Iona hurried down the stairs on swift panther feet, changed to her beast to open the door on the floor where Cassidy waited, and ran on through without shifting again. She touched Amanda’s face, the half Shifter surprisingly gentle, but all was well. The little cub was still, her breathing deep and even.

Iona quietly opened the door to the room where Cassidy lay, but the broken door handle clanked, the sound echoing in the deserted hall. Iona halted for a frozen moment, her heart pounding furiously, but she heard nothing, saw no one.

She slipped inside and shut the door, changing back to human as she approached Cassidy on the bed. Cassidy’s hands were still strapped down with the metal cuffs, but Cass was wide awake.

Cassidy gave a cry of joy to see Amanda, then started to cry because she couldn’t reach for her. Iona unwound the sling, set Amanda on Cassidy’s chest, and carefully retied the fabric around Cassidy, holding Amanda in place against Cassidy’s bare breasts.

“There. Now she’ll be fine,” Iona said, trying to sound reassuring. “And that’s a clean suit, so she’s germ free.” She smiled, but Cassidy didn’t relax.

“Iona, we have to get out of here. And then I’m going to kill everyone in this building.”

“I already whacked a couple of them. It felt good. But I agree. We’ll go.”

Iona checked Cassidy’s cuffs again, metal and tight, bolted down, no latch to break. Even Iona’s Shifter beast wasn’t strong enough to break them. A couple of Shifters together might, but Cassidy couldn’t help.

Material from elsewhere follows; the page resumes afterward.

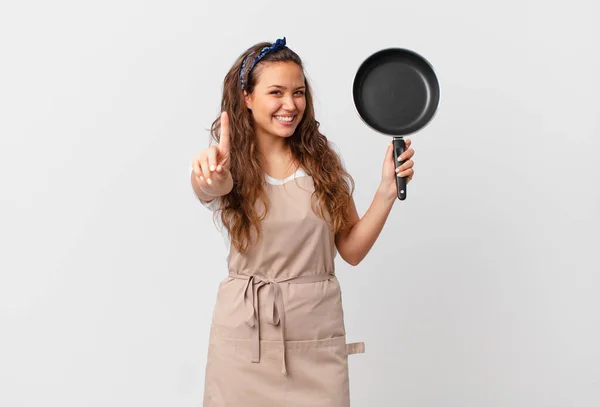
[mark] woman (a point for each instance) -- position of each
(284, 199)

However, there was a Shifter in this building who might be strong enough. Iona looked at Amanda, who’d happily found sustenance at her mother’s breast. Amanda and Cassidy would be sitting ducks for someone like the tiger Shifter in the basement.

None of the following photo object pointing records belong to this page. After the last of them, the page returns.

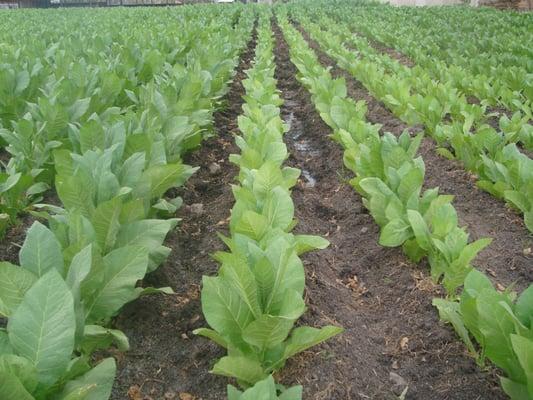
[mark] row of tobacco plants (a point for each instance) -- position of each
(257, 296)
(439, 102)
(105, 115)
(389, 176)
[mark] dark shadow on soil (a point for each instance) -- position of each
(166, 359)
(483, 215)
(393, 336)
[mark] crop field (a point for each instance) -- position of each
(306, 200)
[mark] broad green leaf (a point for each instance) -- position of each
(267, 331)
(41, 251)
(524, 307)
(420, 229)
(305, 243)
(523, 348)
(223, 308)
(43, 326)
(14, 283)
(106, 223)
(12, 388)
(95, 384)
(22, 368)
(121, 270)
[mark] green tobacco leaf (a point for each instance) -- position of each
(43, 326)
(524, 307)
(106, 223)
(515, 390)
(95, 384)
(12, 388)
(236, 272)
(267, 331)
(22, 368)
(14, 283)
(223, 308)
(122, 268)
(279, 208)
(41, 251)
(395, 233)
(241, 368)
(252, 224)
(523, 348)
(420, 229)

On the other hand, there were no other Shifters in sight, and Iona had no way of knowing how long it would be before Eric would find them, or if he even could. She had to use the resources she had on hand.

Right now her resources consisted of one of the strongest females in Shiftertown secured to a bed, a half-crazed Shifter with no name in the basement, a building full of old equipment, and a baby.

If Iona could handle the tiger until she freed Cassidy, then Cassidy would be able to help them all get out of there. Including the tiger. Iona had made a promise to him, and she’d keep it.

“Cass, I’ll be right back,” she said.

“Why? What are you going to do?”

“Find a way to get you out of here. Don’t go running off now, all right?”

Again, Cassidy didn’t smile. She’d relaxed from her insane worry about Amanda, but her attention was now entirely on her baby.

Iona kissed Cassidy’s forehead, touched Amanda’s cheek, changed to her half-Shifter beast, and left the room again.

Eric sensed something moving in the dark desert with him. Diego had driven him up the 95 toward Indian Springs, where they’d stopped at a roadside bar. Diego had headed on to the 375 to Area 51’s front gate, while Eric had walked quietly around the building, holding his breath against the noisome garbage in the back, and faded into the night.

He’d stripped when he was well away from the bar, hiding his clothes in a plastic bag under some rocks. He’d fastened the pack that contained everything he needed tightly around his torso, shifted to his wildcat under the moonlight and clear sky, then loped off east and north.

Now someone else moved in the dark with him, and that someone wasn’t human. Eric sniffed the wind, then stopped to wait for the large black wolf to trot down from the shadow of the nearest ridge.

Eric said in body language, What the fuck are you doing?

The wolf answered in his own body language with plenty of expletives, basically conveying the message, You need me, asshole.

Eric didn’t have time to shift and swear at him, so he growled again, moved off into the darkness, and let Graham follow.